Tali criteri devono essere sono stabiliti, caso per caso, tenendo conto della tipologia di sottocategoria, delle caratteristiche dei rifiuti, della valutazione di rischio riguardo alle emissioni della discarica e dell’idoneità del sito, potendo prevedere altre deroghe per specifici parametri, secondo le modalità di cui all’allegato 7, così che le autorità competenti, in fase di rilascio dell’autorizzazione e con adeguata motivazione, possono consentire l’ammissione nelle sottocategorie anche di quei rifiuti caratterizzati da parametri DOC e del Totale Dissoluti Solidi in discarica, cd «TSD», anche in misura diversa da quanto stabilito nella tabella 5 dell’allegato 4, nei limiti indicati dalla procedura di valutazione del rischio.
Caratteristiche di rifiuto
In merito alla gestione del sottovaglio originato dal trattamento dei rifiuti urbani indifferenziati presso un impianto di biostabilizzazione, il Mase rileva come l’articolo 7, comma 1, del Dlgs n. 36 del 2003, prevede che i rifiuti possono essere collocati in discarica solo dopo una operazione di trattamento, come definito all’articolo 2, lettera h comprendendo i processi fisici, termici, chimici o biologici, incluse le operazioni di cernita, che modificano le caratteristiche dei rifiuti, allo scopo di ridurne il volume o la natura pericolosa, di facilitarne il trasporto, di agevolare il recupero o di favorirne lo smaltimento in condizioni di sicurezza.
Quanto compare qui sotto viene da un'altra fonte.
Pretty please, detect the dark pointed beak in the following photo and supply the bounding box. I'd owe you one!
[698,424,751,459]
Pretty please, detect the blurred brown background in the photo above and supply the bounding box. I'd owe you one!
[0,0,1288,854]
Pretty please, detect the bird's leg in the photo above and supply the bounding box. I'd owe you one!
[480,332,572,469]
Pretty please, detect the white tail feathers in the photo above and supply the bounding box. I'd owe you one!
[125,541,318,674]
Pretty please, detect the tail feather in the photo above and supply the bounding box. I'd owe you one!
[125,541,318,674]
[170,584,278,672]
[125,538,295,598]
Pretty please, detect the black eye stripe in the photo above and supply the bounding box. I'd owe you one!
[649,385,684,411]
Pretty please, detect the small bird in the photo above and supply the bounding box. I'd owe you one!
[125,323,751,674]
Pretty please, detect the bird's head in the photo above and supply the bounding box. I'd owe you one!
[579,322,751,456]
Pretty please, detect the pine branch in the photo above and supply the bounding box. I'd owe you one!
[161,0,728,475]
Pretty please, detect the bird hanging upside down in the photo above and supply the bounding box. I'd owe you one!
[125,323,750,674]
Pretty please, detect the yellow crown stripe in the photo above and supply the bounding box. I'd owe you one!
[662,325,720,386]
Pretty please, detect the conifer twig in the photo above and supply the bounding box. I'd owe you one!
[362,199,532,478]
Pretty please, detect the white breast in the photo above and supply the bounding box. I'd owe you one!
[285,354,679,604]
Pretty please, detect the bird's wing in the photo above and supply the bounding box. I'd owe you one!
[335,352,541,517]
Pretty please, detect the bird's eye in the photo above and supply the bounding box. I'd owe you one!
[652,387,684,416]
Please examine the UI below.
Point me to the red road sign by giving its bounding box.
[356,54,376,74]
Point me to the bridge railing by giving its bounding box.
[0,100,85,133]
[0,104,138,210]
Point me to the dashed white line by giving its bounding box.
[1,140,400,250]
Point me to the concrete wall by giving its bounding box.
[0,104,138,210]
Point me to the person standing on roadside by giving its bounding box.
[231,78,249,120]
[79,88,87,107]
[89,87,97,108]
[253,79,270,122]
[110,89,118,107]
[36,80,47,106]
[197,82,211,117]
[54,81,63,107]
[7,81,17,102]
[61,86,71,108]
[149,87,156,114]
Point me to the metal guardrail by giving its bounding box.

Ne consegue che dal trattamento deve conseguire la modifica delle caratteristiche dei rifiuti, per ridurne il volume o la natura pericolosa, facilitarne il trasporto, agevolare il recupero o favorirne lo smaltimento in condizioni di sicurezza, fermo restando che l’effettuazione delle operazioni di trattamento non garantisce automaticamente l’efficacia di tali operazioni ai fini del collocamento in discarica, sottolineando il Mase che i rifiuti trattati devono in ogni caso rispondere ai criteri di ammissibilità stabiliti nell’autorizzazione dall’Autorità competente, ricordando agli uffici regionali, in ultimo, come le guida recante «Criteri metodologici per l’applicazione dell’analisi assoluta di rischio alle discariche» sia stata ritirata e non possa essere utilizzata come riferimento, in attesa che il SNPA concluda l’attività di aggiornamento.